1)i've been cooking so much, there's always an excess of wonderful food around to tempt me
2) I've changed birth controls, and i swear it's messed with my hormones. I get cravings like when i'm on my period
3) I got so used to eating so little, and then not eating at all during my surgery, that my body is trying to make up for it
i seriously feel like i think of a new reason every day why i'm eating so much, but heres what it comes down to: i'm making excuses. I just want to eat. that's all there is to it. I don't care anymore.
wait, scratch that. I do care. A lot.
It's just that I only care once the food is already in me. My mom made this wonderful chocolate cake thats been in our kitchen for the past few days. The other day i ate THREE WHOLE PIECES!!! wtf?! who does that?! i know how many calories it contains. I know how fat it makes me, but when it's sitting there, staring me in the face with its gooey chocolate chip eyes, i just say "ehhh, fuck it." and i eat it. Then as soon as i'm finished, i sit there and think "ooohhhh shitttt......" and i freak out. I'm getting fat again. I'm gonna gain all the weight back. I look terrible, etc.
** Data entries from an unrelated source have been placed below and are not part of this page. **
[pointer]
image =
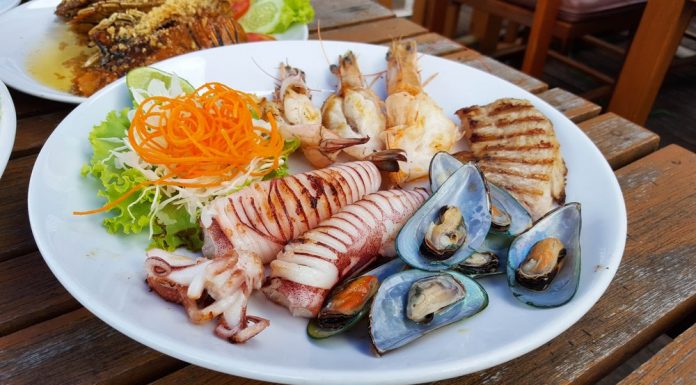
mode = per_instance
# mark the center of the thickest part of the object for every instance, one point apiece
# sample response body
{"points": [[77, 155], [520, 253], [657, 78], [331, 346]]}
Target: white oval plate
{"points": [[6, 5], [8, 126], [105, 272], [25, 30]]}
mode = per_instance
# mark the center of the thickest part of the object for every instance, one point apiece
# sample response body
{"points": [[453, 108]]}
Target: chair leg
{"points": [[486, 28], [540, 37]]}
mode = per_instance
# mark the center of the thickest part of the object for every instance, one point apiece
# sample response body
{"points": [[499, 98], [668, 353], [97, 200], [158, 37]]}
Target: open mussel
{"points": [[414, 302], [349, 302], [450, 225], [543, 267]]}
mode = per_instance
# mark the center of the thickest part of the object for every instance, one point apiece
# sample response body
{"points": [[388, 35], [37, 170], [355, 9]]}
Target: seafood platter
{"points": [[66, 50], [320, 210]]}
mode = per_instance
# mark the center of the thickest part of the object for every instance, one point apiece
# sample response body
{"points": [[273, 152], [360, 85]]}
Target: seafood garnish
{"points": [[309, 266], [133, 38], [263, 217], [210, 289], [298, 118], [415, 123], [517, 149], [354, 111]]}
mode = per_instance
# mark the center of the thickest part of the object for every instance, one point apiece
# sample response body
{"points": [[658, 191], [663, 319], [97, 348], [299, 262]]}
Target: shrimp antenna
{"points": [[264, 71], [321, 43], [430, 78]]}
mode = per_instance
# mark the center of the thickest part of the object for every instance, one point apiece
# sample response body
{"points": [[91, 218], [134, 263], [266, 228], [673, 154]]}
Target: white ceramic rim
{"points": [[305, 375]]}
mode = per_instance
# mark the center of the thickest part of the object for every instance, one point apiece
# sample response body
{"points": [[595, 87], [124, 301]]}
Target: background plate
{"points": [[105, 272], [8, 126], [27, 28]]}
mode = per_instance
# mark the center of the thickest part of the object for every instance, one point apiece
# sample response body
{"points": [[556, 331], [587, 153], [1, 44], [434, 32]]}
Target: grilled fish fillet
{"points": [[517, 149]]}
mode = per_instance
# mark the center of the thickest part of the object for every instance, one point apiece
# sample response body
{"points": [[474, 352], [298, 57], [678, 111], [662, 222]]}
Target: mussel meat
{"points": [[349, 302], [433, 299], [480, 263], [541, 265], [431, 295], [445, 235]]}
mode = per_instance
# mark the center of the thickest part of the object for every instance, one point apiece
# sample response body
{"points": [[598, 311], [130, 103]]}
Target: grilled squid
{"points": [[263, 217], [309, 266], [210, 289]]}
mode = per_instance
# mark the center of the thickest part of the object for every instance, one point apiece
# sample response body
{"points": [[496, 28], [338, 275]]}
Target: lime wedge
{"points": [[262, 16], [144, 82]]}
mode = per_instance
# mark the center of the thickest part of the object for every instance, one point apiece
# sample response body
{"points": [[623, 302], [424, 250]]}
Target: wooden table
{"points": [[47, 337]]}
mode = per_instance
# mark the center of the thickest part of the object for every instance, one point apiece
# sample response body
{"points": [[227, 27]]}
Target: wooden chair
{"points": [[563, 19]]}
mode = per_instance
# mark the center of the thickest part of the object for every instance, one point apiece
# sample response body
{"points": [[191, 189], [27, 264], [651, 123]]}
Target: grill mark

So here's what all of this boils down to: i'm done.
The only reason i'm eating all of this is because i think it's going to make me feel good. I think that I can just put this food into my mouth then forget about it once it's gone. I think that the taste will be worth the end result.
The problem is, that doesn't happen. I still freak out, i still feel worse AFTER eating it then i would have if i had just left it alone. It's not worth it. I'm done. I'm not eating anymore. I'm not fasting completely, but i'm going back to my one meal a day, around 600 calories maximum thing.
I will lose this weight. I will be skinny. I will love what i see in the mirror. I will be hot. It will happen.